We start with the input embedding matrix, X. It typically has three dimensions: (Batch Size, Number of Tokens, D_in). D_in is the input dimension.

Before we begin calculations, we must decide two fixed values:

Output Dimension ($D_{out}$): This is the final size of the output for each token.
Number of Attention Heads ($N_{heads}$): The number of perspectives we want to capture.

Using these, we calculate the size of each head, called the Head Dimension ($H_{dim}$): $$H_{dim} = D_{out} / N_{heads}$$ For example, if $D_{out}$ = 6 and $N_{heads}$ = 2, then $H_{dim}$ = 3.

Step 2: Calculate Keys, Queries, and Values

Next, we multiply the input matrix X with the randomly initialized, trainable weight matrices: $W^Q$ (Query), $W^K$ (Key), and $W^V$ (Value). These matrices have dimensions ($D_{in}, D_{out}$).

This multiplication gives us the Queries (Q), Keys (K), and Values (V) matrices. The shape of Q, K, and V is now (Batch Size, Number of Tokens, $D_{out}$).

Step 3: Reshaping for Multiple Heads

This is where the multi-head logic begins. We must prepare the Q, K, and V matrices for the separate attention heads.

We split the output dimension ($D_{out}$) into ($N_{heads}, H_{dim}$). The matrix shape changes from (B, T, $D_{out}$) to: $$(B, \text{Number of Tokens}, \mathbf{N_{heads}}, \mathbf{H_{dim}})$$

This reshaping means that the vector for each token is now visually split into sections, one for each head.

Step 4: Grouping by Head (Transposing)

Currently, the matrix is grouped by the Number of Tokens. To perform parallel calculations for each head, we must group the matrices by the Number of Heads.

We interchange the Token dimension and the Head dimension (a process called transposing). The shape becomes: $$(B, \mathbf{N_{heads}}, \text{Number of Tokens}, H_{dim})$$

Now, all the data for Head 1 is together, all data for Head 2 is together, and so on.
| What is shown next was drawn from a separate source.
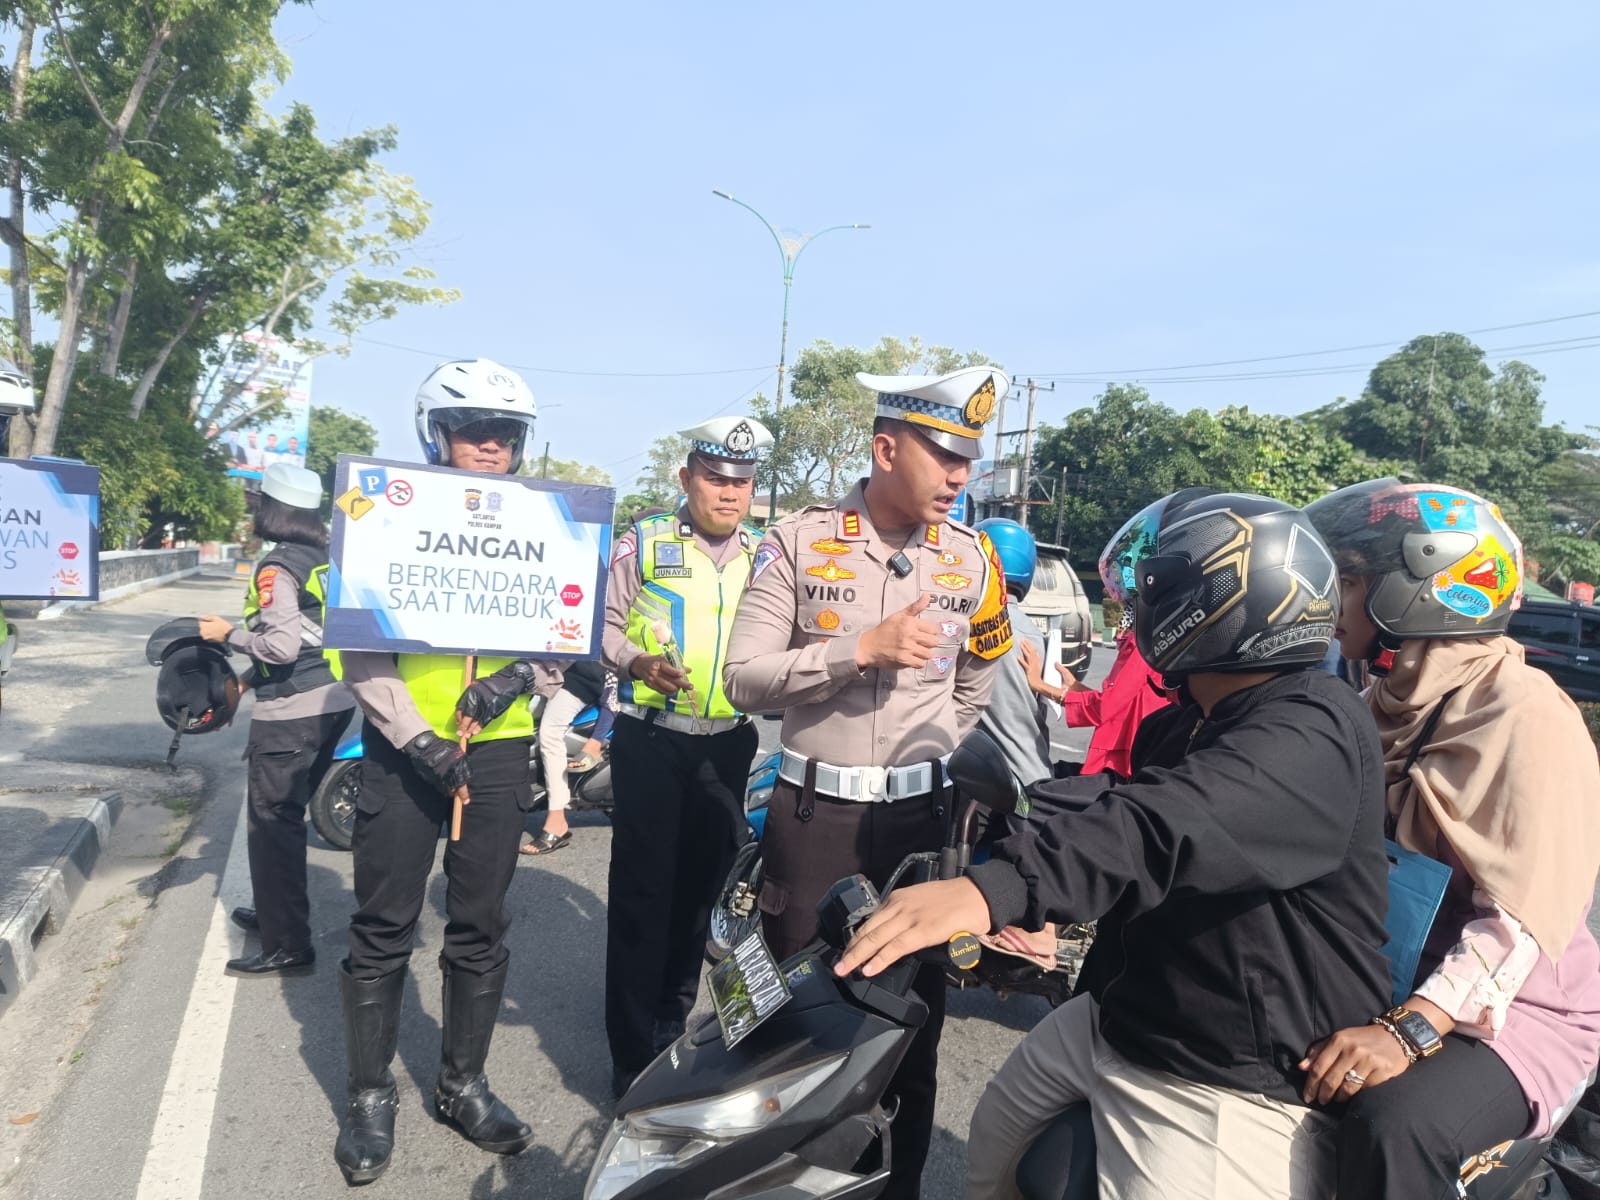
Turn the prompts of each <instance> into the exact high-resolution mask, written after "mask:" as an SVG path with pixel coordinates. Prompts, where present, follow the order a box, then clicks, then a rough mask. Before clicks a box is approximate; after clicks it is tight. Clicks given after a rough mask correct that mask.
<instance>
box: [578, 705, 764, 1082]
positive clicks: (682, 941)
mask: <svg viewBox="0 0 1600 1200" xmlns="http://www.w3.org/2000/svg"><path fill="white" fill-rule="evenodd" d="M755 746H757V734H755V726H754V725H752V723H749V722H746V723H744V725H741V726H738V728H734V730H725V731H723V733H712V734H691V733H678V731H677V730H667V728H662V726H659V725H656V723H653V722H648V723H646V722H645V720H642V718H638V717H632V715H629V714H621V715H618V718H616V726H614V730H613V733H611V789H613V792H614V795H616V803H614V808H613V811H611V874H610V885H608V888H610V894H608V899H606V944H605V1029H606V1037H608V1038H610V1043H611V1064H613V1066H614V1067H616V1069H618V1070H622V1072H627V1074H634V1072H638V1070H643V1069H645V1067H646V1066H650V1061H651V1059H654V1058H656V1054H658V1053H659V1051H661V1050H662V1048H664V1046H666V1045H667V1043H669V1042H672V1040H675V1037H677V1032H678V1030H682V1027H683V1021H685V1019H686V1018H688V1014H690V1010H691V1008H694V994H696V992H698V990H699V974H701V966H702V963H704V962H706V958H704V955H706V931H707V926H709V925H710V909H712V904H714V902H715V901H717V894H718V893H720V891H722V885H723V880H726V877H728V869H730V867H731V866H733V858H734V854H736V853H738V850H739V845H741V843H742V842H744V827H746V826H744V789H746V786H747V784H749V778H750V763H752V762H754V760H755ZM669 1035H670V1037H669ZM658 1043H659V1045H658Z"/></svg>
This setup is crucial for the next calculation.

Step 5: Calculating Attention Scores

With the matrices grouped by head, we compute the Attention Scores by taking the dot product between the Queries and the Keys transpose for each head.

Head 1: $Q_1 \times K_1^T$
Head 2: $Q_2 \times K_2^T$
...and so on.

The resultant Attention Scores Matrix has the shape: $$(B, N_{heads}, \text{Number of Tokens}, \text{Number of Tokens})$$ This step gives us multiple attention scores matrices—one for each head—where each matrix captures a different perspective.

Step 6: Normalizing Attention Scores (Attention Weights)

Attention scores must be processed to become Attention Weights.

Scaling: We divide the attention scores by $\sqrt{H_{dim}}$. This simple step is vital to keep the mathematical variance stable during training.
Causal Attention: Since we are building an LLM that predicts the next token, we cannot allow it to "peek" into the future. We use a mask to set all attention scores related to future tokens to negative infinity ($-\infty$).
Softmax: We apply the Softmax function. Softmax ensures that the weights for any given token sum up to 1.

The result is the Attention Weights Matrix, which retains the same shape: (B, $N_{heads}$, T, T).

Step 7: Calculating Context Vectors

We use the Attention Weights to influence the values. We multiply the Attention Weights Matrix by the Values (V) Matrix. $$Context = Attention Weights \times V$$

This results in a set of Context Vector Matrices. The shape remains: (B, $N_{heads}$, T, $H_{dim}$).

The context vector for each token is now much richer because it includes information about how it relates to other tokens, filtered by the perspective of that specific head.

Step 8: Merging the Heads

The final step is to merge the outputs from all the different heads back together.

First, we transpose the context matrix back to group by tokens, returning the shape to (B, T, $N_{heads}$, $H_{dim}$). Then, we merge the last two dimensions ($N_{heads}$ and $H_{dim}$). Since $N_{heads} \times H_{dim} = D_{out}$, the final output matrix shape is: $$(B, \text{Number of Tokens}, \mathbf{D_{out}})$$

The output shape looks the same as if we used only one head. However, this final context matrix is much richer because it contains the multiple perspectives captured by Head 1, Head 2, and all other heads.